I am parsing data from an API (https://rapidapi.com/apidojo/api/tasty, to be exact). I have two classes: Tip (represents a review on a recipe) and TipMetadata (represents all of the metadata associated with the Tip). I don't technically have to do this, but I prefer it this way. The problem is, when I get the data from the API, it isn't structured the same way I want it to be in my code.
Here is a simplified example to get my point across:
# tip.py
class Tip(BaseModel):
author: str
body: str
metadata: TipMetadata
class TipMetadata(BaseModel):
posted_at: datetime
updated_at: datetime
id: int
But here is what the data I am getting looks like:
{
"author": "John Smith",
"body": "Nice recipe!",
"posted_at": 1716874324,
"updated_at": 1716738295,
"id": 8011
}
How do I make Pydantic parse posted_at
, updated_at
, and id
into a TipMetadata object instead of ignoring them and complaining that there was no TipMetadata object in the data?

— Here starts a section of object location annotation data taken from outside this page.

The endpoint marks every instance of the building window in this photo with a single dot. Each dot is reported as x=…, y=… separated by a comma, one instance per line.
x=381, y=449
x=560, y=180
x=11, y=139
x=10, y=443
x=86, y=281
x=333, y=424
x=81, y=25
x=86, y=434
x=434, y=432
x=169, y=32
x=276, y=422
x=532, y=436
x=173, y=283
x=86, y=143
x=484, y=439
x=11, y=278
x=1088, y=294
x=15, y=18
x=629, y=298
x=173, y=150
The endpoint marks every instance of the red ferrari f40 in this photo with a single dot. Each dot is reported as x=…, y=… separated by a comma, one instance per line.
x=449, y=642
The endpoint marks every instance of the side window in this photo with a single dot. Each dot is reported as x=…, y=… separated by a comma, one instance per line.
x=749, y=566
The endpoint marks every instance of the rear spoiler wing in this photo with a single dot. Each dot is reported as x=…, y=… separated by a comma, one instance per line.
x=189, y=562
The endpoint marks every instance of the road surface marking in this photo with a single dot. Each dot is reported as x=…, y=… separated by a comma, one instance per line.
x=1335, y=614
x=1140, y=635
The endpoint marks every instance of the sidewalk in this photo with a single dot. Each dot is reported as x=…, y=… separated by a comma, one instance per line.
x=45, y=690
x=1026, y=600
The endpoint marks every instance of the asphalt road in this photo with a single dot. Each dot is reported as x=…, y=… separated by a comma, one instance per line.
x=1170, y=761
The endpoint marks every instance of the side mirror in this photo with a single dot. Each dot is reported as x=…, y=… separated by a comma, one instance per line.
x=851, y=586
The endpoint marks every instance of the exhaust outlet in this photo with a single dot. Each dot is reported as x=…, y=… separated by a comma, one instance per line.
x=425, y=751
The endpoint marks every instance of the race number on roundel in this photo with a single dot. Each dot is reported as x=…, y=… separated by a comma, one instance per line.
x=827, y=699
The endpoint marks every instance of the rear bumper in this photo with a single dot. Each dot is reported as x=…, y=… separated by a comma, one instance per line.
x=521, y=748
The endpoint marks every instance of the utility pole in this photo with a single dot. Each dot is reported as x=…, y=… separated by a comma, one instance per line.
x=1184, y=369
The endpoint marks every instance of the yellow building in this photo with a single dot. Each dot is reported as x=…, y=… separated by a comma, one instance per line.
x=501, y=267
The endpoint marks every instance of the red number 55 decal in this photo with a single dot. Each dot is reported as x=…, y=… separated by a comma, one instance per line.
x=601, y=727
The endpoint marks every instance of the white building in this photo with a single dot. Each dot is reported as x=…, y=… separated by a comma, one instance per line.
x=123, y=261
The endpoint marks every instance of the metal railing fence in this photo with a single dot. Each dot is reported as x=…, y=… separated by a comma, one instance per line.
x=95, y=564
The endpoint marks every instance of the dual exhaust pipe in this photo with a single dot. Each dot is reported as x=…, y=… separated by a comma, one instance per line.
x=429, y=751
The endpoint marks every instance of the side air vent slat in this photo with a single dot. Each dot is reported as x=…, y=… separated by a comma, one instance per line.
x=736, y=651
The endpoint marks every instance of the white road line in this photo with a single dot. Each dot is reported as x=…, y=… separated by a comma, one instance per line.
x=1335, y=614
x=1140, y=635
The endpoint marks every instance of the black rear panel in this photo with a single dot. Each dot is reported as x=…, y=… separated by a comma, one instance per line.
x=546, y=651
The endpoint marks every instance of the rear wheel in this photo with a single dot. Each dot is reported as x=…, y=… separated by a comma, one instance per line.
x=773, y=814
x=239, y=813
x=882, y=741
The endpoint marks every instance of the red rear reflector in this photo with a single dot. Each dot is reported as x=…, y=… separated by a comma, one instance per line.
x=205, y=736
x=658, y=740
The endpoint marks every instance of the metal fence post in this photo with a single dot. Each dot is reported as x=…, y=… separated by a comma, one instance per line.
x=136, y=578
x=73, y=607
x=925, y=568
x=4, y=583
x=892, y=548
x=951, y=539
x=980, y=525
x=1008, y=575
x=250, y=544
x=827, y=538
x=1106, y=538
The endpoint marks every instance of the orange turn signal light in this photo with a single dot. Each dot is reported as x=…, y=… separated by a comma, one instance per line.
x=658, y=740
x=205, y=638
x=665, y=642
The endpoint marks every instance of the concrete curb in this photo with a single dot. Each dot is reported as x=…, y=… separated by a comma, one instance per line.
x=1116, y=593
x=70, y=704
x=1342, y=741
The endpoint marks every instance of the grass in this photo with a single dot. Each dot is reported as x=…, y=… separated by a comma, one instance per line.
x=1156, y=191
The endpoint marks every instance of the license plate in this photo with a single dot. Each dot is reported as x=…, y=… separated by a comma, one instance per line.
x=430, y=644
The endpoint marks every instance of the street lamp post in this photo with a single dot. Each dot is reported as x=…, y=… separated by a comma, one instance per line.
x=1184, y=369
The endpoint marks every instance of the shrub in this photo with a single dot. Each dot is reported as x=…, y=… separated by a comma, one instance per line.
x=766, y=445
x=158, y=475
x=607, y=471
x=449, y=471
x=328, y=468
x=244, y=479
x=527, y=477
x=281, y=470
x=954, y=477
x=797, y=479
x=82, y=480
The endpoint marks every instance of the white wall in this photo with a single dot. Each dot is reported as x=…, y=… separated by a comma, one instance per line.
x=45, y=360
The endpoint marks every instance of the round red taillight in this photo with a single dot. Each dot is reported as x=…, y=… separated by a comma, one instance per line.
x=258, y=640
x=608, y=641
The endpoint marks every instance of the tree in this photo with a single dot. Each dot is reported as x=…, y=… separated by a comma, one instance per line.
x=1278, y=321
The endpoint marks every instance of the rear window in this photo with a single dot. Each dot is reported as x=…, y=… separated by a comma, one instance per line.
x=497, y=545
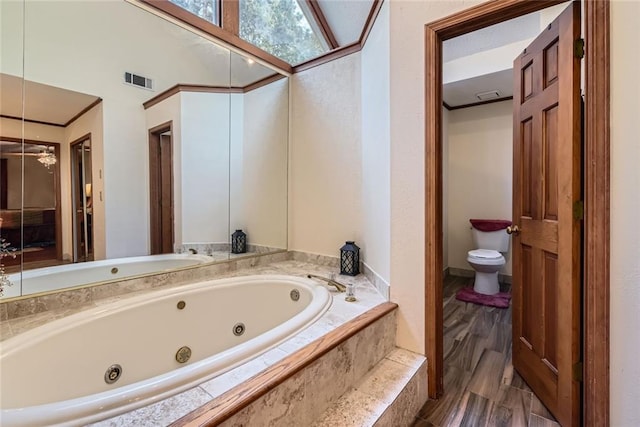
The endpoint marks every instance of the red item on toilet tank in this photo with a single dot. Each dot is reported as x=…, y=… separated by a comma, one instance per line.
x=490, y=224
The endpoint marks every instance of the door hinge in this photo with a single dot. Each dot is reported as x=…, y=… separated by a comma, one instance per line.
x=577, y=371
x=578, y=48
x=578, y=210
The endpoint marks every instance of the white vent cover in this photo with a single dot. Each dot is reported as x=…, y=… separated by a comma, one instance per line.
x=138, y=80
x=484, y=96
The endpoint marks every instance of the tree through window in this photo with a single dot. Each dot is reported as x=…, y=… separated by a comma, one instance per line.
x=280, y=28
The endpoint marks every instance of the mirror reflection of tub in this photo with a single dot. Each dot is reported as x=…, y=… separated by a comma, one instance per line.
x=72, y=275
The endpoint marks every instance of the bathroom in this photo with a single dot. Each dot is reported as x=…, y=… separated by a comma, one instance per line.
x=385, y=192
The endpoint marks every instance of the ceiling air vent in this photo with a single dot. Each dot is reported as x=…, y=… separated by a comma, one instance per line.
x=138, y=80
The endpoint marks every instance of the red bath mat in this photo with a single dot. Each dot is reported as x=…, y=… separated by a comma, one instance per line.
x=500, y=300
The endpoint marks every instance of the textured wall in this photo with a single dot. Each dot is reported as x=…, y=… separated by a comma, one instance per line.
x=376, y=148
x=325, y=179
x=480, y=174
x=625, y=205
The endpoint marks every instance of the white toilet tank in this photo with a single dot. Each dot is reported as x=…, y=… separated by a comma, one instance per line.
x=496, y=240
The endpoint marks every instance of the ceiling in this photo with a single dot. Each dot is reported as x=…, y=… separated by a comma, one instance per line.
x=346, y=18
x=38, y=105
x=482, y=50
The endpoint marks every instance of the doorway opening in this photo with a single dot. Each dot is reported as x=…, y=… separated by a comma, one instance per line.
x=30, y=203
x=161, y=188
x=82, y=199
x=596, y=201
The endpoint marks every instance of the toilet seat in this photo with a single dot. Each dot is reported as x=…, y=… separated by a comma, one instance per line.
x=485, y=257
x=485, y=254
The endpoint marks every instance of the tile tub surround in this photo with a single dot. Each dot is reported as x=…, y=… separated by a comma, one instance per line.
x=378, y=282
x=222, y=251
x=298, y=389
x=389, y=395
x=64, y=302
x=169, y=410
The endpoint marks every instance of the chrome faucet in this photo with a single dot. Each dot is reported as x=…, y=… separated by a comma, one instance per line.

I've tried looking at the documentation and I found things called field_validator
and custom types, but I feel like there is probably a simpler way to implement this and I just don't know what that is.
Edit:
I ended up doing the following:
class TipMetadata(BaseModel):
posted_at: datetime
updated_at: datetime
id: int
class Tip(BaseModel):
author: str
body: str
metadata: TipMetadata
@pydantic.model_validator(mode="before")
@classmethod
def nest_metadata(
cls, values: dict[str, typing.Any]
) -> typing.Dict[str, typing.Any]:
metadata_fields = set(TipMetadata.model_fields)
metadata_data = {
key: values.pop(key) for key in metadata_fields if key in values
}
values["metadata"] = metadata_data
return values
Devil's advocate - given that you're going to have to update the data models every time the API changes anyways, you might as well just define a hardcoded function that does that transformation for you. Assuming you've parsed the API response into a dict:
def response_to_classes(resp: dict) -> Tip:
out = Tip(
author = resp['author'],
body = resp['body'],
metadata = TipMetadata(
posted_at = resp['posted_at'],
updated_at = resp['updated_at'],
id = resp['id']
)
)
return out